Le Brexit, vu par les Fonds négociés en Bourse

Les marchés ont récupéré depuis l’onde de choc ayant suivi le vote britannique. Cela dit, le risque d’une répétition de la crise de 2008 n’est pas écarté pour autant. Le gel de l’actif de six fonds immobiliers britanniques rappelle à plusieurs la crise des subprimes et l’éclatement de la bulle immobilière aux États-Unis, survenus un an avant la crise financière de 2008.
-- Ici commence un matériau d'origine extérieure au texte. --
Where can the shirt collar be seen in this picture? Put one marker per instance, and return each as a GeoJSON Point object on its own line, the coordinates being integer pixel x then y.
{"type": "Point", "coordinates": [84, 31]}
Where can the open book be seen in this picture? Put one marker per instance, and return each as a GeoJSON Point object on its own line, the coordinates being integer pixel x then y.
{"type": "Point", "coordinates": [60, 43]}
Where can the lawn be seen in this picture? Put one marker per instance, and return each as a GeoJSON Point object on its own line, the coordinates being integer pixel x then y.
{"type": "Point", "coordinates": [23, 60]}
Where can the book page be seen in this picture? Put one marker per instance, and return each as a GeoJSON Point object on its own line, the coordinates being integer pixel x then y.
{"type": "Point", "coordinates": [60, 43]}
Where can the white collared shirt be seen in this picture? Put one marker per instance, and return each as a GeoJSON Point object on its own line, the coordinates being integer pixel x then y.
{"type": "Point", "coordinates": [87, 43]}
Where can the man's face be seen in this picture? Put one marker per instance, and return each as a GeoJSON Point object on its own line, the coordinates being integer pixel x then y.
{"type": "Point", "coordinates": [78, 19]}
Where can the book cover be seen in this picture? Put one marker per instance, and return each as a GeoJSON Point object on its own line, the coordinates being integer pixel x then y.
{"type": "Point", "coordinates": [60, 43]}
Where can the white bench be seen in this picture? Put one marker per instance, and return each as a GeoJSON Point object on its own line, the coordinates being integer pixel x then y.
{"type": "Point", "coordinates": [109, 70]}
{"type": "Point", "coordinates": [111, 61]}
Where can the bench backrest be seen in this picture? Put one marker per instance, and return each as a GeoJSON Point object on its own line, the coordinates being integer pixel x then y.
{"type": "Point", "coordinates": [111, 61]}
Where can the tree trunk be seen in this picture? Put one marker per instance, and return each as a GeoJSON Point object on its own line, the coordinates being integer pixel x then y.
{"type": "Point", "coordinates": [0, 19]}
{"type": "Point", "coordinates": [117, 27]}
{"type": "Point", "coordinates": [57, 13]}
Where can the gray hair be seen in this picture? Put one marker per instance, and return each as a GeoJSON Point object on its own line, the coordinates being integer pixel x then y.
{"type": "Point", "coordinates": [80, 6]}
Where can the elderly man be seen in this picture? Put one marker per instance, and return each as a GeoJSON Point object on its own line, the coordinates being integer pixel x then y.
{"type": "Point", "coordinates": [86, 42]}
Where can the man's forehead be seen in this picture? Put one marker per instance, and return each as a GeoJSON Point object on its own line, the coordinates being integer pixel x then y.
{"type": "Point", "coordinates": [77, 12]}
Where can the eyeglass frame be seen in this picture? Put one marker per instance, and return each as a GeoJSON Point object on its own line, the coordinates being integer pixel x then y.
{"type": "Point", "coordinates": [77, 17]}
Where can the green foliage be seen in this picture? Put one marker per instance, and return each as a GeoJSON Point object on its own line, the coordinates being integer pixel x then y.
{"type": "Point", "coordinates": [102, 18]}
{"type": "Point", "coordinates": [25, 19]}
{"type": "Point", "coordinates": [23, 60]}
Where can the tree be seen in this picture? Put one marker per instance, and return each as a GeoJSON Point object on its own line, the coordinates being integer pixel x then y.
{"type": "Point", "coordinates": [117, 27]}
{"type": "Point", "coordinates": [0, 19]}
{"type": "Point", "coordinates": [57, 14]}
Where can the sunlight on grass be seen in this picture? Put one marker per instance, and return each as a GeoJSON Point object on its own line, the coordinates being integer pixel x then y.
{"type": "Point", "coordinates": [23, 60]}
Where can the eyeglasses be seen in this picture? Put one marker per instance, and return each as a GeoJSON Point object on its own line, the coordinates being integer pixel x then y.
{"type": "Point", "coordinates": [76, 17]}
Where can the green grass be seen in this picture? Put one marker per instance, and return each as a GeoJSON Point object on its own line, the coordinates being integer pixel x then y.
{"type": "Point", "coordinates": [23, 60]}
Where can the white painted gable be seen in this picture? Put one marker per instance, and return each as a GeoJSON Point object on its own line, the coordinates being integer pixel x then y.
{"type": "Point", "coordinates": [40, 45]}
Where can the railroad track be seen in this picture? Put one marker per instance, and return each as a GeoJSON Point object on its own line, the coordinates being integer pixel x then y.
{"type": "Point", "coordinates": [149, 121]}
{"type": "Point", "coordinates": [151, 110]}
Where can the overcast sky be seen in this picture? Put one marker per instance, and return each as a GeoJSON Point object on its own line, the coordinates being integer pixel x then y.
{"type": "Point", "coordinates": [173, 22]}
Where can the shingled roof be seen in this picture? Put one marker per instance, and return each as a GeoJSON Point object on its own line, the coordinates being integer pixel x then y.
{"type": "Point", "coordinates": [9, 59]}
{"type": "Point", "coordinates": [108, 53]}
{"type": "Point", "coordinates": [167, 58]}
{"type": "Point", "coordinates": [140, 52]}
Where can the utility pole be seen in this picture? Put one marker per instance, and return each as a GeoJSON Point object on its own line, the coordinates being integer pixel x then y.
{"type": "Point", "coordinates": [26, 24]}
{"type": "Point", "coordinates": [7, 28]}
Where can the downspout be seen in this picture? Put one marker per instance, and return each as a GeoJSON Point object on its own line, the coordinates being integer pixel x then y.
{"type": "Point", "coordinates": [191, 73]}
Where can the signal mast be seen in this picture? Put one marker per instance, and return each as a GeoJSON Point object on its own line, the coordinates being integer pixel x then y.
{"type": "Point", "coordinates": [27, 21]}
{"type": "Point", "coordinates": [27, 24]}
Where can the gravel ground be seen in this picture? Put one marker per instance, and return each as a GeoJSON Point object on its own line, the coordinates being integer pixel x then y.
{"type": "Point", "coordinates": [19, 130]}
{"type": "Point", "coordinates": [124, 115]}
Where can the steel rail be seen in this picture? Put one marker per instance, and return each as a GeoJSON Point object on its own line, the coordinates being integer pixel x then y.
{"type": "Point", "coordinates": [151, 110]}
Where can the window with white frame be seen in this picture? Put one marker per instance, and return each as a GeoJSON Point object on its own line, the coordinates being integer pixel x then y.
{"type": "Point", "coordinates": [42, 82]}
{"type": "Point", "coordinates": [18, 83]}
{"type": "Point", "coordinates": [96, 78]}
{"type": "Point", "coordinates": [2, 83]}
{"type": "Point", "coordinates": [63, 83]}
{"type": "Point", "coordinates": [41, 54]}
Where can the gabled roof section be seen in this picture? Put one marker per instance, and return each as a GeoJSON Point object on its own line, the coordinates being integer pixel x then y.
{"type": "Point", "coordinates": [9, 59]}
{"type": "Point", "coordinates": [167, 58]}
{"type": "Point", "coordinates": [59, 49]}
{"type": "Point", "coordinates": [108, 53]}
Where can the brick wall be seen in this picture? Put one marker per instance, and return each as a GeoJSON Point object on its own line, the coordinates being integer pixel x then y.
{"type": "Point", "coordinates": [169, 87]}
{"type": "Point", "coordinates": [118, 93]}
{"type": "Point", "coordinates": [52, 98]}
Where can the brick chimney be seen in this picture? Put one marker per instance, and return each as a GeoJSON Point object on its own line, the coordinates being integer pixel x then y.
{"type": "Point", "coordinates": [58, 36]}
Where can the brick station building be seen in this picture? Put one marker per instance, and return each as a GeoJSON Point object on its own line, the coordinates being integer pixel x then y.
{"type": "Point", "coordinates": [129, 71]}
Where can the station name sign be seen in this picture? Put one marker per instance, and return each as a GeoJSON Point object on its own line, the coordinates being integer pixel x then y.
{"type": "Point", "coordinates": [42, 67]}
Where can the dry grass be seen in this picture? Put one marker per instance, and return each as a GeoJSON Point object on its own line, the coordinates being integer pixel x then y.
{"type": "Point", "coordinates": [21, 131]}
Le parallèle reste encore ténu. Le Brexit n’est pas un nouveau Lehman Brothers, pouvait-on lire. Ou encore le Brexit est un Lehman politique, et non financier. Les observateurs concèdent toutefois que ce gel et la dévaluation moyenne de 15 % de l’actif demeurent associés à la bulle immobilière de Londres. Là où le prix moyen dépasse de 54 % le pic d’avant-crise de 2008, une bulle alimentée par le recyclage de l’argent venant de l’évasion fiscale. En 2008, le choc avait pris la forme d’une crise de liquidité dans un système bancaire paniqué par la faillite de Lehman Brothers donnée en pâture afin de servir d’exemple. Un choc nourri par l’éclatement de la bulle immobilière, dont l’effet de contagion est venu de produits dérivés toxiques mal connus des institutionnels et de la présence d’un levier démesuré.

Sur le marché des fonds négociés en Bourse (FNB), qui se veut très sensible et en réaction quasi simultanée aux renversements soudains de tendance, les investisseurs se sont rapidement tenus sur la défensive. Déjà, dans l’anticipation d’un vote favorable au Remain, mais à des fins de couverture contre un risque de vote contraire, les FNB vendant à découvert la livre sterling attiraient le plus de capitaux dans les jours précédant le vote. Depuis, les grands perdants sont les FNB exposés directement à la monnaie britannique (-10 %). Les portefeuilles ou fonds indiciels composés d’entreprises britanniques affichent, pour leur part, des reculs oscillant entre 10 et 17 %, comparables aux FNB exposés au secteur financier britannique (-16 %).

Suivent les économies périphériques. Les FNB exposés à la Grèce, à l’Italie et à l’Espagne reculent d’environ 15 %, en moyenne.

Abri sûr

À l’opposé, dans la liste des FNB se proposant en abri sûr, il y a ceux s’alimentant d’une ruée sur les emprunts d’État allemands, suisses ou français. Mais les meilleurs affichaient une exposition aux bons du Trésor américain, à l’indice de volatilité du S&P 500 VIX et à l’immobilier américain. « Les financiers à la recherche de placements sûrs se ruent sur les emprunts d’État allemands, suisses ou français, dont les taux s’effondrent. La livre sterling est au plus bas depuis 1985. La descente aux enfers des valeurs bancaires n’en finit plus », pouvait-on lire dans le quotidien Le Monde.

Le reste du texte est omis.